So, have you ever had a sudden reality check that reminds you that you aren't safe in this world, that, despite the wonderful men in your life, there are others; men who think they are owed, that they deserve something special for helping out the object of their desire, who embody the spirit of rape culture?
These are men, seemingly ordinary, decent men, who nonetheless hold attitudes that are the reason behind so much violence and hatred against women (probably also minorities, but it's women in this specific scenario).
I had this reality check yesterday. I was reminded that, despite my position of significant privilege, I'm still not safe, and I should never, ever accept help from anyone, in case they have an ulterior motive. I witnessed this reality check on Facebook, on a personal friend's wall.
On my personal Facebook, I posted this comic:
A personal friend shared it to her feed. Then this happened:
There is so much wrong, and frustrating, and scary about this exchange I don't even have time to unpack it all. There are some things I have to say, however.
To start off with, the dragon is metaphorical. To translate the comic into real life, that dragon could be anything; a ride home when she needed one, a meal/drink that was paid for, a "compliment" on her appearance, some heavy lifting when she wanted her bookshelves moved, etc. Pick a reason, pick any scenario where someone helps or does something nice for someone else.
Now imagine demanding sexual favours in exchange for this nice thing you've done.
I hope that thought makes your skin crawl, because if it doesn't, we can't be friends. You are not permitted within 400 metres of me. Go away.

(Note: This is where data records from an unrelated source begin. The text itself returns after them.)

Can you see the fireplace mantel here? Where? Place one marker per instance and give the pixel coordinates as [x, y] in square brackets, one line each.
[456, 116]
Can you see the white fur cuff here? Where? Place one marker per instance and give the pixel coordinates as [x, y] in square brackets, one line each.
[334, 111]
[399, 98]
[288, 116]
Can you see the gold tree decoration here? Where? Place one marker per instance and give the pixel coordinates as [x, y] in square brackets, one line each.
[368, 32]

Let me make something abundantly clear:
You don't deserve a cookie for being nice. Nice is what you SHOULD be. Furthermore, it is not nice at all if the only reason you're doing it is because you want a little diddle after.

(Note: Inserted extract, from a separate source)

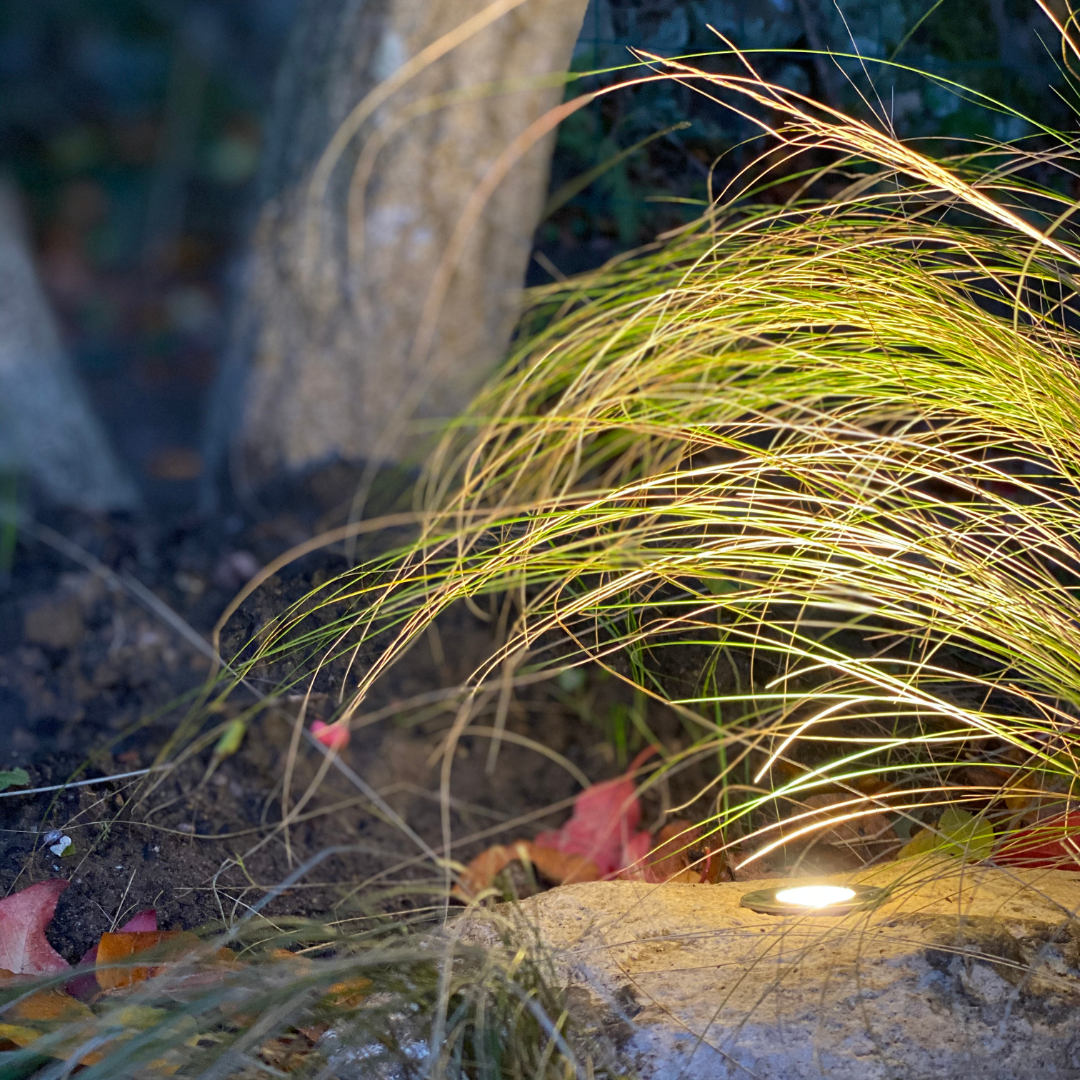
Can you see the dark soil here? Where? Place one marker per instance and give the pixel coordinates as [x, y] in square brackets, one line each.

To my fellow women, it is not rude to establish and defend your boundaries when someone violates them. They deserve a tongue-lashing, or even a belting... with a studded belt. Set your boundaries, and enforce them by any means necessary. If someone thinks you're a bitch for doing so, that is someone whose opinion you can happily dismiss. They are well beneath you.
To anyone else who may scoff when the phrase "Rape Culture" is used, take a look at the conversation above. Read it several times. Then understand that when we say there is a pervasive culture where women are treated not as human beings, but as sexual objects to be won, convinced or coerced, know that we aren't lying. Know that it's not just a small few of arseholes who think like that, but actual real people, who actually move in the same world, and sometimes the same circles as you do.
It is not a culture of rapists, but a culture of excuses for rapists, excuses that are easy to make because a comic illustrating the ridiculousness of demanding sexual favours in exchange for aid can be met with, "That princess was ungrateful." in all seriousness.
We're not lying to you. We're telling the truth. Rape culture is real, and it affects us all.